To date, over 100 types of cancer have been identified, typically named after the organ from which they originate. For example, a primary lung tumor is referred to as “lung cancer.” Further classification may be based on the specific tissue type, such as “squamous cell lung cancer,” which originates from the squamous epithelium lining the bronchial lumen. This detailed classification is crucial for selecting appropriate treatment methods.

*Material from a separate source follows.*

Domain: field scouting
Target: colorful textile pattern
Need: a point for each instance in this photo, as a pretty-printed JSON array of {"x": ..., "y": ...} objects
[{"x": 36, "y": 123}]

Cancers can be categorized as solid tumors, forming a mass, or hematopoietic and lymphatic system tumors (hemoblastosis), which initially manifest as systemic diseases involving multiple organs. For instance, leukemia originates from bone marrow cells and circulates throughout the body via the bloodstream.

Classically, the term “cancer” refers to lesions derived from the epithelium of the skin or mucous membranes.

Under normal circumstances, cell division occurs consistently and ceases or slows down when the need for new cell formation diminishes. However, in the case of cancer, cells divide autonomously, accumulating mutations that cause them to lose their original functions and prioritize reproduction. Over time, these abnormal cells absorb nutrients, grow, and multiply, eventually displacing normal cells and acquiring the ability to invade surrounding tissues and metastasize throughout the body.

The onset of cancer (oncogenesis) results from DNA mutations, or violations in the cell's genetic code, caused by external factors (such as carcinogenic substances or oncogenic viruses) or occurring during natural cell division.

Cancer is, therefore, a genetic disease stemming from damage to specific genes. These genetic alterations can be inherited from parents, as seen in family histories of breast, ovarian, or colon cancer. However, they most commonly occur randomly (“sporadic mutations”) throughout an individual's life.

In conclusion, understanding the origins and development of cancer is essential for early detection and effective treatment. As the field of oncology continues to evolve, so too will our ability to combat this complex disease.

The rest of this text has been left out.